A big footgun with strncpy is that the output string may not be null terminated.

  • Yeah but fixed width strings don’t need null termination. You know exactly how long the string is. No need to find that null byte.

    • Until you pass them as a `char *` by accident and it eventually makes its way to some code that does expect null termination.

      There’s languages where you can be quite confident your string will never need null termination… but C is not one of them.

      6 replies →

Isn't strlcpy the safer solution these days?

  • I don't think anybody in this thread read the article.

    Strlcpy tries to improve the situation but still has problems. As the article points out it is almost never desirable to truncate a string passed into strXcpy, yet that is what all of those functions do. Even worse, they attempt to run to the end of the string regardless of the size parameter so they don't even necessarily save you from the unterminated string case. They also do loads of unnecessary work, especially if your source string is very long (like a mmaped text file).

    Strncpy got this behavior because it was trying to implement the dubious truncation feature and needed to tell the programmer where their data was truncated. Strlcpy adopted the same behavior because it was trying to be a drop in replacement. But it was a dumb idea from the start and it causes a lot of pain unnecessarily.

    The crazy thing is that strcpy has the best interface, but of course it's only useful in cases where you have externally verified that the copy is safe before you call it, and as the article points out if you know this then you can just use memcpy instead.

    As you ponder the situation you inevitably come to the conclusion that it would have been better if strings brought along their own length parameter instead of relying on a terminator, but then you realize that in order to support editing of the string as well as passing substrings you'll need to have some struct that has the base pointer, length, and possibly a substring offset and length and you've just re-invented slices. It's also clear why a system like this was not invented for the original C that was developed on PDP machines with just a few hundred KB of RAM.
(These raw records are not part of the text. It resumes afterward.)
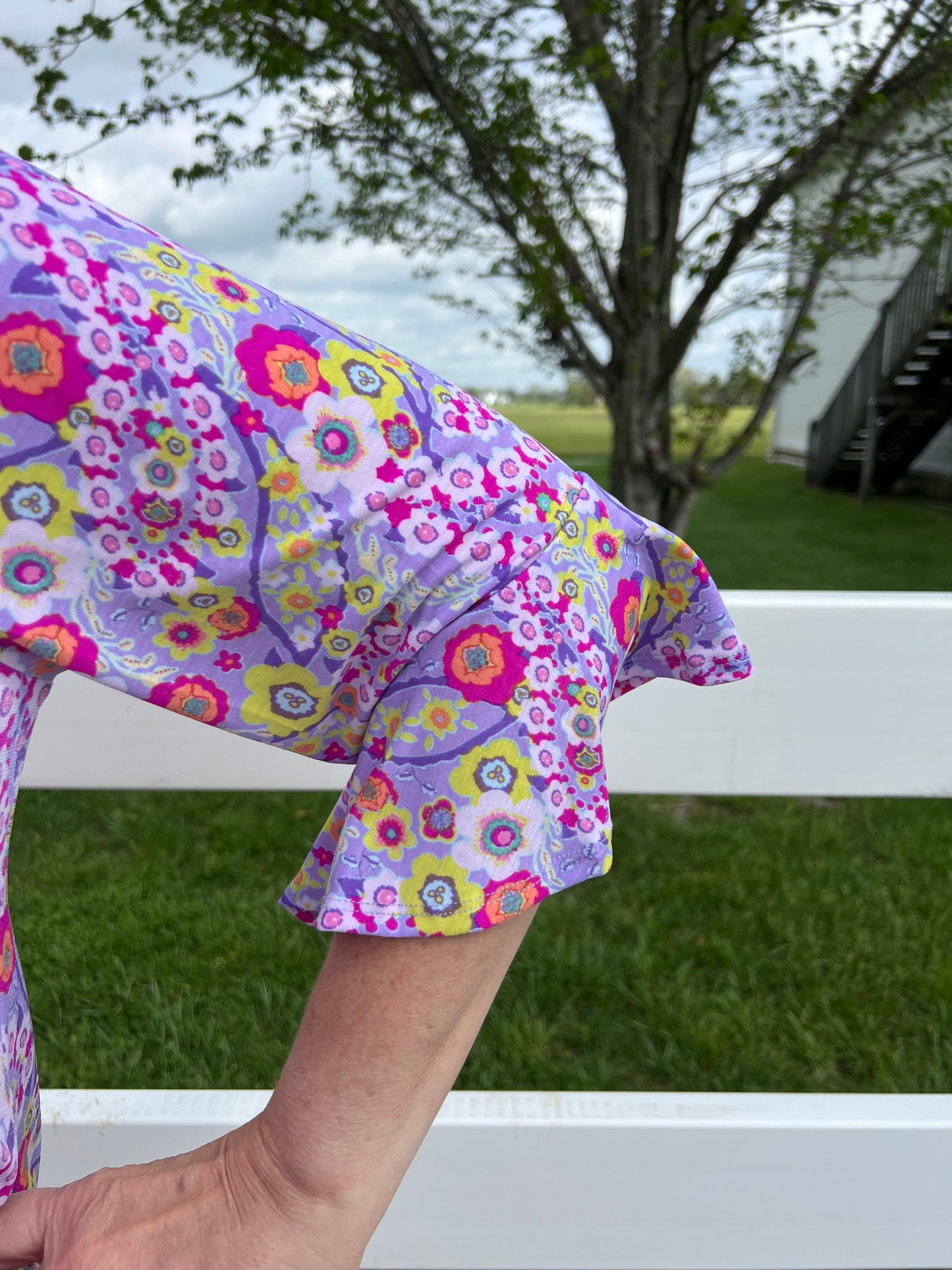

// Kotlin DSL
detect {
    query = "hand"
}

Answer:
[0,1116,363,1270]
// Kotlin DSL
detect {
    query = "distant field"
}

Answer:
[10,787,952,1093]
[508,405,952,591]
[496,401,770,459]
[10,407,952,1093]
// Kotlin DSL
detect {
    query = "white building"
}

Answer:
[768,194,952,496]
    Is it really too late for the C committee to not develop a modern string library that ships with base C26 or C27? I get that they really hate adding features, but C strings have been a problem for over 50 years now, and I'm not advocating for the old strings to be removed or even deprecated at this time. Just that a modern replacement be available and to encourage people to use them for new code.

    • > Is it really too late for the C committee to not develop a modern string library that ships with base C26 or C27? I get that they really hate adding features, but C strings have been a problem for over 50 years now, and I'm not advocating for the old strings to be removed or even deprecated at this time. Just that a modern replacement be available and to encourage people to use them for new code.

      The next version of C (C2y) is expected to be C29, not C26 or C27. And work has been done on a new string library: see, e.g. https://www.open-std.org/jtc1/sc22/wg14/www/docs/n3306.pdf (not the only proposal!). That said, I would be surprised if anything gets merged into the standard in less than a decade, simply because the committee is not organizationally set up for major library overhauls like this.